A potem nawróciłem na Grodzisk... oto nowe rondko przybyło na trasie, nazwisko patrona (Ryszard Kossobudzki, czyli Richard Cosby) nic mi nie mówiło, ale tutaj też postawili tabliczkę informacyjną, więc można sobie poczytać (tablica)
Z Grodziskiem jest ten problem, że trudno go objechać od południa... trzeba albo rypać główną szosą przez środek miasta, da się objechać od północy i wjechać do Milanówka (ale dalej prosto do Brwinowa się nie da, trzeba odbić na północ, albo na chwilę wrócić do szosy głównej). A żeby objechać od południa, trzeba się strasznie nakombinować różnymi dziurawymi gruntówami i nielicznymi asfaltowymi uliczkami... rzedko tędyu jeżdżę, więc nie mam zapamiętanej optymalnej trasy i zawsze w coś się właduję i co chwila muszę zerkać na mapę.
Tak jest, bo na południe w miarę prosto wiodą tylko rozchodzące się promieniście z centrum Grodziska ruchliwe, wąskie i dziurawe drogi, a na boki nieregularnie rozbiegają się różne dróżki, a teren się mocno zabudowuje. Co gorsza,przy tych dogachi na południe są wertepiaste ciągi pieszo-rowerowe... i tu zdziwko, zmienili oznakowanie, teraz to nie są cpr-y, tylko drogi dal pieszych z dopuszczonym ruchem rowerowym. Generalnie oznacza to, że mogę tu jechać ulicą, ale także chodnikiem... jak wolę.
Jedynie na szerszym odcinku jest droga dla pieszych i rowerów... nią w zasadzie też nie muszę jechać (obecnie mam obowiązek jechać drogą dla rowerów i pasem dla rowerów, a nie jak przed nowelizacją kilka lat temu także drogą dla pieszych i rowerów), chyba że postawią zakaz jazdy rowerem ulicą, co w paru miejscach pod Grodziskiem miało miejsce.
A co tam że jest szerszy , bo i tak już się zwężą... znaczy zarasta
Ale generalnie drogi te i tak najlepiej unikać... no może jak jesteśmy wtedy gdy ruch niewielki to można jechać asfaltem, ale gdy ruch jest duży to wybór żaden - zatłoczona, wąska i dziurawa droga, czy wąski wertepiasty cpr. No cóż, o porządnej infrastrukturze rowerowej w tym miejscu, to na razie można pomarzyć, może za 20 lat.

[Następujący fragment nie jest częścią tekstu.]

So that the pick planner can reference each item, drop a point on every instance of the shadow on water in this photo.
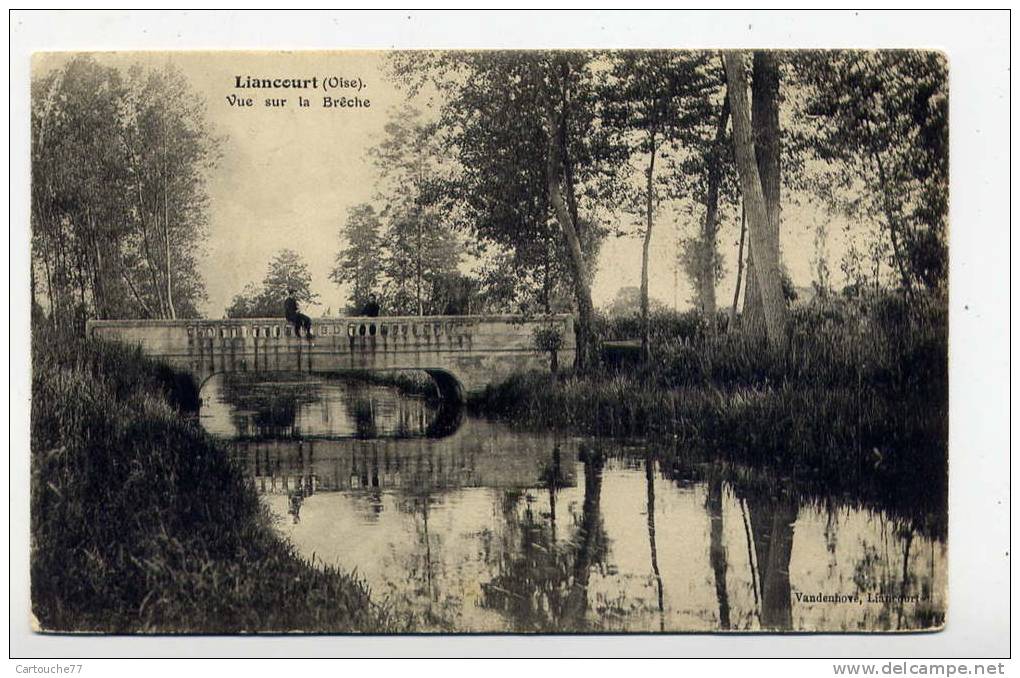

Konia z rzędem temu kto zinterpretuje takie oznaczenie (podobnie też było w przypadku znaku droga dla pieszych)... znaczy że rower może przejechać, a pieszy musi się teleportować?
Kapliczka... dziwna jest ta 19 rocznica, może chodziło o 18? A jeśli jednak o 19, to co konkretnie autor miał na myśli, bo coś by się dało wybrać :-)
Jeszcze po drodze taki plac zabaw z ławami i kominkiem na grilla w Mościskach
Komentarze
huann | 12:27 sobota, 8 sierpnia 2015 | linkuj
Na Głodzisk nie ma mocnych :( Całe szczęście jednak, że już nie trzeba się telepać po tej kostce, skoro postawili znak "chodnik z dopuszczonym ruchem rowerowym". A co do zwierzątek na znakach drogowych, to w Szwecji były następujące nieznane u nas: łoś, dzik, kogutek i owca.